Simge benim bu dünyadaki iyiliklerimin karşılığı olarak gönderilmiş bir melekti, kesinlikle artık buna inanıyordum. Cevap vermeden arkamı döndüm aynada son kez kendime bakıp " Hadi hazırım ben çıkalım artık geç kalacağız" dedim.
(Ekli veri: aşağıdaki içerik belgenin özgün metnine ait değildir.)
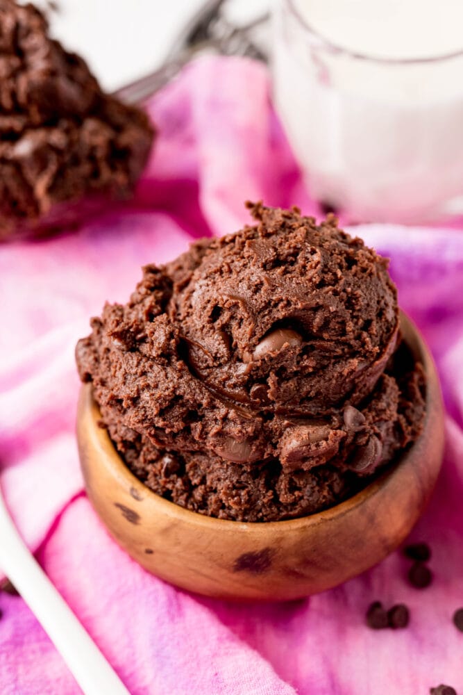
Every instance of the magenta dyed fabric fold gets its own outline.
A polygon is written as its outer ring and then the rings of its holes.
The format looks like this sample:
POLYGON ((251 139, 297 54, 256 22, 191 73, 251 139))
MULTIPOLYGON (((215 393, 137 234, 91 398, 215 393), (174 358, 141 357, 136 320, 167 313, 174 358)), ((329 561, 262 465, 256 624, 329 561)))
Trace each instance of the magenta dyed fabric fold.
MULTIPOLYGON (((400 302, 435 357, 446 449, 412 534, 432 549, 433 584, 406 582, 399 553, 304 600, 237 605, 190 595, 144 572, 111 540, 82 489, 74 434, 77 339, 105 300, 125 301, 140 267, 194 237, 249 222, 243 203, 318 214, 271 106, 264 67, 203 59, 149 104, 160 138, 130 208, 76 233, 0 248, 1 482, 31 549, 133 695, 463 694, 463 234, 353 228, 391 258, 400 302), (373 631, 369 604, 405 602, 410 626, 373 631)), ((438 175, 438 172, 437 172, 438 175)), ((0 539, 0 542, 1 542, 0 539)), ((0 594, 3 695, 79 692, 17 597, 0 594)))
- Kaçma Handan bana cevap ver.
- Kaçmıyorum.
Kaçıyordum ayaklarım taşıyamasa bile, kollarımın beni götürebileceği kadar uzağa sürüklerdim kendimi. Ancak böyle dizginleyebilirdim içimdeki bu sönmek bilmeyen kor ateşi. Simge düşüncelerimi okuyor gibi yüzüme baktı. " Konuş benimle saklanma benden." Ne demem gerektiğini bilmiyordum kendimi aylarca bu gün için hazırlamıştım. Milli takımda beraber oynuyorduk bir sorun çıkmamalıydı.
- Tamam kaçıyorum kabul, ama kaçmazsam bu his beni yakar Simge. Benim içinde kolay değil Zehraya bu şekilde davranmak, sanki benim için sıradan biriymiş gibi, sanki gözlerine her baktığımda nefes almayı bile unutmuyormuşum gibi. Ben Zehranında bir gün beni sevebileceğini düşünerek aptallık ettim. Bana Kaan'ı anlatırken gözlerindeki o parıltıyı görseydin eğer anlardın. İşte ben bütün bedenimi yakan bu ateşten kaçıyorum, kaçmak zorundayım. Çünkü o parladıkça ben sönüyorum Simge.
Konuşmam bittiğinde ortam bir süre sessiz kaldı sanırım ne söylemesi gerektiğini düşünüyordu. Bir şey söylemesine fırsat vermek istemedim, konuşma uzasın istemiyordum. Bu kasvetli ortam acilen dağılmalıydı.